3.3.2 Summary According to the DGEIS, the dominant events for rapid drain down of a spent fuel pool are seismic events (5.8x 10-7 to 2.4x 10-6 events per year) and heavy load drop (2x 10-7 events per year). However, the details of the analysis show that the seismic risk could be up to ten times higher at specific sites and the heavy load drop frequency is calculated to be higher than the pool performance guideline for non-single failure-proof system.

The DGEIS argues that the probabilities calculated in NUREG-1738 are conservative because post-September 11 and post-Fukushima measures have been and are being implemented at nuclear plants. As discussed above, the DGEIS does not specify what measures have been implemented at which plants. Because some of the measures are not mandatory or only apply to specific plants, any reduction in risk will differ on a plant-by-plant basis. The DGEIS does not quantify what the reduction in spent fuel pool fire risk would be, either in general or on a plant-by-plant basis.
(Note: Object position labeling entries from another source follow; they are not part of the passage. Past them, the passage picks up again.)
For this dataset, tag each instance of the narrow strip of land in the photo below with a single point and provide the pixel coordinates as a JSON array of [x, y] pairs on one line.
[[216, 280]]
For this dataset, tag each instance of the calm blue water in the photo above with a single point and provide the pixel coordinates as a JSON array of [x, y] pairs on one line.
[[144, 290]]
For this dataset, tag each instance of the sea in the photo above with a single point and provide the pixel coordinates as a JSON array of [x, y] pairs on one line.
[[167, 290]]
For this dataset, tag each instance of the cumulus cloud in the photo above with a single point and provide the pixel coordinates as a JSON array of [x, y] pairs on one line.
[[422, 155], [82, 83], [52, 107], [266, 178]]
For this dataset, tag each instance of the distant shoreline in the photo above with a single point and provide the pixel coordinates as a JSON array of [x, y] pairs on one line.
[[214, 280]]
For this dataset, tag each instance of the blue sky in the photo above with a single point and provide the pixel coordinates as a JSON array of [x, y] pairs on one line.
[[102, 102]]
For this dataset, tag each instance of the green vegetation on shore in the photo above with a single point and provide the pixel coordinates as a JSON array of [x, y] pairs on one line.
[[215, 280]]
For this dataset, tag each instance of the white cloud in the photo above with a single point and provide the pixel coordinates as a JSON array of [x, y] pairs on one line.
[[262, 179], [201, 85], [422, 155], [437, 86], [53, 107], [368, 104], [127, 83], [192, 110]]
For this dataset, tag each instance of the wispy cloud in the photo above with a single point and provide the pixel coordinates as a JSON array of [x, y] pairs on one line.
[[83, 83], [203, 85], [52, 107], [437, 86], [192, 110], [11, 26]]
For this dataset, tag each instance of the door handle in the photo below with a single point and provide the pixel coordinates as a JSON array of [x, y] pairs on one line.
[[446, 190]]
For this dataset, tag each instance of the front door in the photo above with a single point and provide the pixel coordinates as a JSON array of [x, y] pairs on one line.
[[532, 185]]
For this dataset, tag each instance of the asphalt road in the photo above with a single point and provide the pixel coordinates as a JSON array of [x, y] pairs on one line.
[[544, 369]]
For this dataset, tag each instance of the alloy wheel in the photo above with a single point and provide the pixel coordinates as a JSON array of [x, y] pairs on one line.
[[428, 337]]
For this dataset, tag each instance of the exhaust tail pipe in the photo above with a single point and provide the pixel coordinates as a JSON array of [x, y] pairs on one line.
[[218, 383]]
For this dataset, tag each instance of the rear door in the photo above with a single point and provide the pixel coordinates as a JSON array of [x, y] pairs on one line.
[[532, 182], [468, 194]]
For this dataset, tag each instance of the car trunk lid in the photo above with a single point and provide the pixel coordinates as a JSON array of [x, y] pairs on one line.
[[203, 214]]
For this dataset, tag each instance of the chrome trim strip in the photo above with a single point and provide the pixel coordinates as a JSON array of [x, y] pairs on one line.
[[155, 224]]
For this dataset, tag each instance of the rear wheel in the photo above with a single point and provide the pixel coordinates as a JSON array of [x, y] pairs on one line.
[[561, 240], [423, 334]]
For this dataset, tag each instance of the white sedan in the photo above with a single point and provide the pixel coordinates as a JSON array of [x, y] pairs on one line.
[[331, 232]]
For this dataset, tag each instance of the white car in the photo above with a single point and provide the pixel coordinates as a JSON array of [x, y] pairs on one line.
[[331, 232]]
3.4 Consequence assessment The consequence assessment presented in Appendix F of the DGEIS and the Spent Fuel Pool Consequence Study (US-NRC 2013b) is based on CRAC2 calculations (1989), MACCS calculations (1997), and MACCS2 calculations (2001 ). The most detailed set of data comes from NUREG-1738 (US-NRC 2001) and is based on MACCS2 calculations.

The following subsections discuss the atmospheric and liquid releases assumed in the DGEIS and the Spent Fuel Pool Consequence Study for the purpose of calculating accident consequences. The following subsections also discuss the key MACCS2 input parameters used in the Consequence Study to determine the total offsite cost of a spent fuel pool accident.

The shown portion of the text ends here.